= Horatio Pollock =

American statistician

Horatio Milo Pollock (2 September 1868 – 8 May 1950) was an American statistician.

He was born in the village of Patria, New York, in Schoharie County on 2 September 1868, and attended a rural school. Pollock started teaching during the winter at the age of 17. He continued working on the family farm until the age of 20. That year, he completed a high school curriculum in 31 weeks, and subsequently enrolled at Union College from which he graduated in 1895. While in college, Pollock competed in wrestling and sprinting. He went to the University of Leipzig for doctoral degree in biology, graduating in 1897. That same year, Pollock also finished a master's degree from Union College. Upon his return to the United States, Pollock taught biology, physics, and German at Albany High School until 1900. For the next seven years, Pollock was an examiner for the New York State Civil Service Commission. Starting in 1907, Pollock taught economics and biology at the New York State College for Teachers. He soon joined the Union College faculty to teach economics and sociology. By 1911, Pollock returned to the New York state government, specifically the Department of Mental Hygiene. Pollock streamlined record keeping and the use of psychometrics throughout the department. Pollock's work drew the attention of Surgeon General Rupert Blue, who asked him to do the same for the United States Army's newly established division of neurology and psychiatry in the midst of World War I. Pollock later devised a similar system for the state of Illinois. From 1915 to 1935, Pollock was editor of the Psychiatric Quarterly, after which he edited the Mental Hygiene News for the New York State Department of Mental Hygiene until retirement in 1943.
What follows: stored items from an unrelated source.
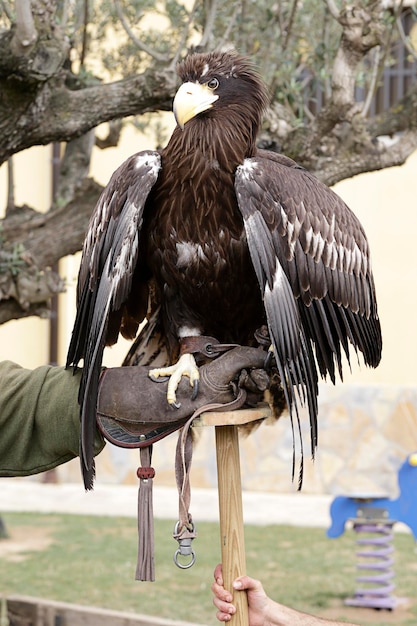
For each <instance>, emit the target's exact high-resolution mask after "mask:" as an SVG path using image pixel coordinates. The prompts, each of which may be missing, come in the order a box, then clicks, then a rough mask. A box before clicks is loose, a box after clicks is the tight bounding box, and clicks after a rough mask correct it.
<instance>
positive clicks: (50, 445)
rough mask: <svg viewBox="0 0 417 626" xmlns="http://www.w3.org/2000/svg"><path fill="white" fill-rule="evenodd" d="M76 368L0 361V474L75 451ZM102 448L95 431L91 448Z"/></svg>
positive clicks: (38, 468) (76, 386)
mask: <svg viewBox="0 0 417 626" xmlns="http://www.w3.org/2000/svg"><path fill="white" fill-rule="evenodd" d="M79 384H80V373H79V372H76V373H75V374H73V372H72V371H70V370H66V369H64V368H63V367H52V366H49V365H45V366H42V367H38V368H36V369H34V370H28V369H25V368H23V367H20V366H19V365H17V364H16V363H12V362H11V361H3V362H1V363H0V433H1V436H0V476H28V475H30V474H37V473H39V472H44V471H46V470H48V469H51V468H53V467H56V466H58V465H61V464H62V463H65V462H66V461H69V460H71V459H73V458H74V457H76V456H78V454H79V434H80V407H79V404H78V400H77V398H78V387H79ZM103 447H104V439H103V438H102V436H101V435H100V434H99V433H98V432H97V435H96V442H95V452H96V454H98V452H100V451H101V450H102V448H103Z"/></svg>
Pollock was statistical consultant to the National Committee for Mental Hygiene for 25 years, and helped compile a statistical manual for hospitals jointly sponsored by the committee and the American Psychiatric Association. Pollock completed the same task for the American Association on Mental Deficiency. The American Association on Mental Deficiency granted Pollock membership status, and he was elected its president in 1943. Other societies to award Pollock membership included the American Academy of Political and Social Science, and the American Association for the Advancement of Science. He was named an honorary member of the American Psychiatric Association. Additionally, Pollock was a manager of the American Occupational Therapy Association, chairman of the International Committee on Mental Hygiene and the committee on statistics for the International Congress on Mental Hygiene. He also served on the medical council of the United States Veterans Bureau, and was elected a fellow of the American Statistical Association. Pollock died in Petersburg, Virginia on 8 May 1950.